El no haber entendido por completo lo último —quizá por la pronunciación de su hermano— no disminuía su preocupación.
—Tlahuicole dijo que ellos aún estaban en la ciudad flotante.
—Esa información llegó con retraso —aseguró—. Para cuando él se la comunicó a nuestro padre, esos extraños ya habían llegado al río de Tabscoob, donde también pelearon con ellos y vencieron. El informante de nuestro padre dijo que ese fue el primer lugar donde desembarcaron; después de conquistarlo y ponerle nombre, continuaron su camino. Dicen que reclutaron gente que entendía su lengua y también el Maaya t’aan.
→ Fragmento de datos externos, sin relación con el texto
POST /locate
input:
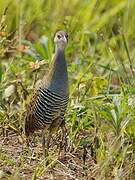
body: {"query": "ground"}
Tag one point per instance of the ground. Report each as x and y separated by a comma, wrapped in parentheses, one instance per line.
(17, 161)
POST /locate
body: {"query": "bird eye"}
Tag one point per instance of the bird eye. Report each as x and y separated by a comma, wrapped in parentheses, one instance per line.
(58, 36)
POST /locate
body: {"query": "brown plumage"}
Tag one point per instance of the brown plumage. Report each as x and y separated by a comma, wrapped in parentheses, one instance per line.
(48, 105)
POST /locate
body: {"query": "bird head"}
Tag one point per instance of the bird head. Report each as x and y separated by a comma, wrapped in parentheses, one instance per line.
(61, 39)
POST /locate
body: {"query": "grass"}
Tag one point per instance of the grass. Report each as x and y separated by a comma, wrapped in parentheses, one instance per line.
(101, 112)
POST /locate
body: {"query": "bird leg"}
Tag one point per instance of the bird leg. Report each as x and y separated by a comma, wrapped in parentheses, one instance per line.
(46, 143)
(43, 143)
(64, 136)
(63, 142)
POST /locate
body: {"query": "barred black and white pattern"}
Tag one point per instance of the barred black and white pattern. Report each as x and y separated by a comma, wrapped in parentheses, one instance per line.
(48, 104)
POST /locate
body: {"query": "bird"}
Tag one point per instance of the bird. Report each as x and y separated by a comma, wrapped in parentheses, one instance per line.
(46, 110)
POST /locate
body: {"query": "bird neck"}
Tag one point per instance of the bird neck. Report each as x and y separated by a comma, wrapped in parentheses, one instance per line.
(58, 77)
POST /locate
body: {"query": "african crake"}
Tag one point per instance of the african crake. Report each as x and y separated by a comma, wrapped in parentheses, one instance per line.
(48, 106)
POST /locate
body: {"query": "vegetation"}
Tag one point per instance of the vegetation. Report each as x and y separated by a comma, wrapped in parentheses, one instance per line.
(101, 65)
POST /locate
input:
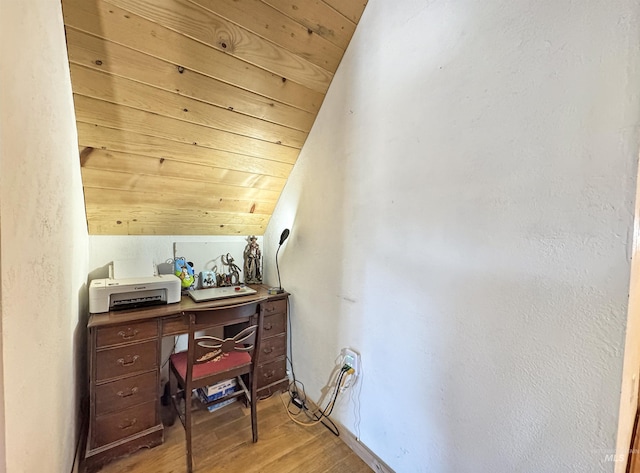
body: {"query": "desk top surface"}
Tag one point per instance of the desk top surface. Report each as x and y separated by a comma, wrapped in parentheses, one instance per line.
(186, 303)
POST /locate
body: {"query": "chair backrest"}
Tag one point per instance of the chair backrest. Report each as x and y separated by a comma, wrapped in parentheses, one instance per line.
(242, 324)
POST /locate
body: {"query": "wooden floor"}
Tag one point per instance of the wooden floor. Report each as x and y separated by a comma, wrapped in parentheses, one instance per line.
(222, 443)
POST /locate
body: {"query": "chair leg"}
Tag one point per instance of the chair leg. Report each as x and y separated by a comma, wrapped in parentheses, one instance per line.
(254, 402)
(187, 413)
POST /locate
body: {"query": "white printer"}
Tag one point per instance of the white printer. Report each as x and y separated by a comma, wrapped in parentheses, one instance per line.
(128, 293)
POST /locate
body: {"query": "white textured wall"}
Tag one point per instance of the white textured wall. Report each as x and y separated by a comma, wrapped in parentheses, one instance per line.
(462, 215)
(43, 241)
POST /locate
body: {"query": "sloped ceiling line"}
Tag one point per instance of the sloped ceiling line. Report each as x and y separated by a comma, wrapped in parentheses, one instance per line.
(192, 113)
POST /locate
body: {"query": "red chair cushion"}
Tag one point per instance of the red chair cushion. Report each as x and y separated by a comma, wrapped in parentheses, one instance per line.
(229, 361)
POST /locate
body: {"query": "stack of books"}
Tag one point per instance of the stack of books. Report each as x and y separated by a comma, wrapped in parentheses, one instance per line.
(217, 391)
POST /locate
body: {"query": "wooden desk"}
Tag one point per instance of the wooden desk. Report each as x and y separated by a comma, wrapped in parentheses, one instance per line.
(125, 362)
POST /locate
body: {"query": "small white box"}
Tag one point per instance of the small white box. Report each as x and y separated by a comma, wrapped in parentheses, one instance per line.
(219, 389)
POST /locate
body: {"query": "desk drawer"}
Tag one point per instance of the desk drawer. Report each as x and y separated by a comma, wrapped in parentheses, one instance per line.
(175, 325)
(271, 372)
(122, 361)
(272, 348)
(108, 336)
(275, 307)
(273, 325)
(116, 426)
(126, 392)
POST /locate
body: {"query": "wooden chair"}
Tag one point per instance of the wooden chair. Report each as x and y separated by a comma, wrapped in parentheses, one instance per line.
(209, 360)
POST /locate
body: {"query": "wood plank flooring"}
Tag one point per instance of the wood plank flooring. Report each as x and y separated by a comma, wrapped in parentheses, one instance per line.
(222, 443)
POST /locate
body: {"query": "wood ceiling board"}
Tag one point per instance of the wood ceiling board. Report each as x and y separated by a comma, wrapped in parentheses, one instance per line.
(176, 216)
(320, 18)
(173, 124)
(128, 121)
(98, 178)
(106, 56)
(120, 140)
(109, 22)
(189, 20)
(161, 200)
(271, 24)
(261, 137)
(352, 9)
(122, 227)
(115, 161)
(123, 91)
(192, 21)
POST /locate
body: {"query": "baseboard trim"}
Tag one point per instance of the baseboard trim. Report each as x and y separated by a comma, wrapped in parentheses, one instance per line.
(360, 449)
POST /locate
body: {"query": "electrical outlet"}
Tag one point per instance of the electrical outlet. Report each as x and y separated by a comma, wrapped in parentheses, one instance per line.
(351, 358)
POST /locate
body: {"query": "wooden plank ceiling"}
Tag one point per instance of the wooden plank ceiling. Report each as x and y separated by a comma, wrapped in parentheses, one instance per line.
(192, 113)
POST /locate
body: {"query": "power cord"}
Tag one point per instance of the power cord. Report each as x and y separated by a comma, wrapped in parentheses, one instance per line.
(318, 415)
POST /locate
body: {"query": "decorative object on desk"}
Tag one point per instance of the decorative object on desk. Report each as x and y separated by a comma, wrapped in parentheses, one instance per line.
(252, 259)
(278, 290)
(208, 279)
(233, 276)
(184, 270)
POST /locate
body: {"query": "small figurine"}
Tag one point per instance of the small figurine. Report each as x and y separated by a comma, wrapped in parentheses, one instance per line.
(184, 270)
(252, 256)
(234, 270)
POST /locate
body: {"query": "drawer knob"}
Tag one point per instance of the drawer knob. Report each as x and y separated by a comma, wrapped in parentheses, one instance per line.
(130, 333)
(127, 424)
(129, 361)
(131, 392)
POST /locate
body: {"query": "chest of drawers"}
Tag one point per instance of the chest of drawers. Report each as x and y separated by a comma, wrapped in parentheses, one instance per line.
(124, 372)
(124, 391)
(272, 364)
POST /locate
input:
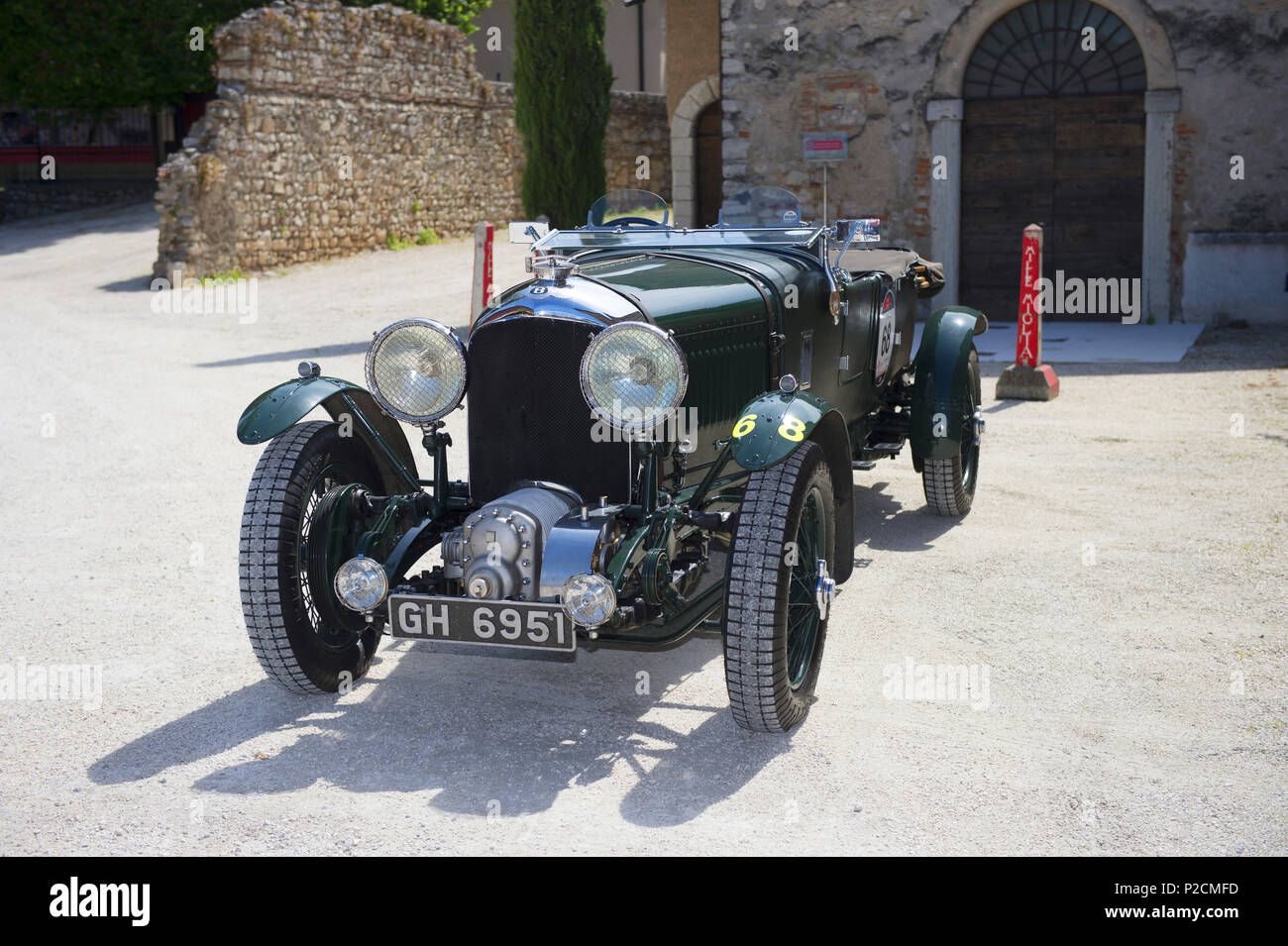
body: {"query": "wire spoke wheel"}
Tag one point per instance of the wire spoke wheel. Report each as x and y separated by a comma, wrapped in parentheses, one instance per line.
(776, 607)
(303, 637)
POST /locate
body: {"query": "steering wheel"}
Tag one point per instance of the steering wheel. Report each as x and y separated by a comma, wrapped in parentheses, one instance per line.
(631, 222)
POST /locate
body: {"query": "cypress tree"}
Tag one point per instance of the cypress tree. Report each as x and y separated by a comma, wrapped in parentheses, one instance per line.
(562, 80)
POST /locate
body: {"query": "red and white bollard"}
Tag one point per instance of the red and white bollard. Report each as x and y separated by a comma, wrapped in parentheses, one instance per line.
(483, 286)
(1029, 378)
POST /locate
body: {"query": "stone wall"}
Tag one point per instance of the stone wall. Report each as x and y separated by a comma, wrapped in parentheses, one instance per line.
(342, 129)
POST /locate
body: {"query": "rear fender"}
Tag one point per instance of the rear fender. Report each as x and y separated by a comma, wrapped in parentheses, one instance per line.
(278, 408)
(941, 379)
(773, 425)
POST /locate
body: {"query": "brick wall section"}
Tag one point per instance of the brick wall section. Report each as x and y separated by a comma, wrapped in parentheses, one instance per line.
(338, 126)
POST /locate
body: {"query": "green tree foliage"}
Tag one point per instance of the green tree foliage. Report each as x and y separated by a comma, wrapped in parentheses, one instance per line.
(88, 56)
(562, 84)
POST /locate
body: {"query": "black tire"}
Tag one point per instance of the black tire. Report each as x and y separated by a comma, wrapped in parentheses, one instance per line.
(949, 484)
(771, 683)
(292, 645)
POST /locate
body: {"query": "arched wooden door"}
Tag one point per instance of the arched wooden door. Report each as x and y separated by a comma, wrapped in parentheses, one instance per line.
(1052, 133)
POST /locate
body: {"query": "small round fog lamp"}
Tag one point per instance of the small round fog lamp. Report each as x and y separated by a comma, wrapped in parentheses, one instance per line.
(361, 583)
(589, 598)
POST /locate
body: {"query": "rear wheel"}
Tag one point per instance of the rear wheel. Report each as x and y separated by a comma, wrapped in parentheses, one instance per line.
(303, 637)
(949, 482)
(778, 591)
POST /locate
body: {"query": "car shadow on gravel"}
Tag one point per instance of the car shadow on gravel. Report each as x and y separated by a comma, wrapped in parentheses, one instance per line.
(488, 736)
(885, 524)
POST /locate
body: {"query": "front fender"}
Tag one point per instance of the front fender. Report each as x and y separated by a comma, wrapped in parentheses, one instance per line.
(773, 425)
(941, 379)
(278, 408)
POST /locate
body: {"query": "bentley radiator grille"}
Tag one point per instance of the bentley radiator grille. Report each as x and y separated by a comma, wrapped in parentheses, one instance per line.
(527, 416)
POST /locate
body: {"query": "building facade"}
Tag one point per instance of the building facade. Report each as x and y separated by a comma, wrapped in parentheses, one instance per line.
(1146, 138)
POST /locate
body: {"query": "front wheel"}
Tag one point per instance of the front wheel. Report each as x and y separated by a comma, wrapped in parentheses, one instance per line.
(778, 591)
(949, 484)
(303, 637)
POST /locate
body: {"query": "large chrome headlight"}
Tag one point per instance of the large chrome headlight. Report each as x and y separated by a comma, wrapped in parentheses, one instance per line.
(634, 374)
(416, 369)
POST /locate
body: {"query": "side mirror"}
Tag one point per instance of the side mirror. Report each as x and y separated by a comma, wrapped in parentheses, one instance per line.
(528, 231)
(862, 231)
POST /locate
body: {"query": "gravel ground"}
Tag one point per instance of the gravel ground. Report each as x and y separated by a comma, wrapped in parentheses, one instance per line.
(1121, 581)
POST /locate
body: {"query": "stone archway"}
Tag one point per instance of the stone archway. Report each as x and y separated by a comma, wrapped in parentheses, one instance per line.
(684, 152)
(944, 113)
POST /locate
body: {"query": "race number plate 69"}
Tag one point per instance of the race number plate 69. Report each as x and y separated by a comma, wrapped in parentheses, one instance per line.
(500, 623)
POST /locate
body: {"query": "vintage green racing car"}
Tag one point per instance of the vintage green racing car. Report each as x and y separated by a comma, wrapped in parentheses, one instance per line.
(664, 426)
—¿Sabes dónde están ahora?
—No se han movido de Chalchicueyecan.
—¿Y el pueblo mexica ha dicho algo? ¿Los mercaderes que vienen de allá no han mencionado nada?
—No tuve tiempo de oír más, padre descubrió que alguien estaba escuchando a escondidas y tuve que salir corriendo. Espero que no me haya reconocido.
Xicohténcatl acarició su barbilla, intentando analizar la situación con toda la calma que pudo. Tras varios minutos de reflexión, miró a su hermano con la firmeza y seguridad que solo mostraba cuando combatían juntos.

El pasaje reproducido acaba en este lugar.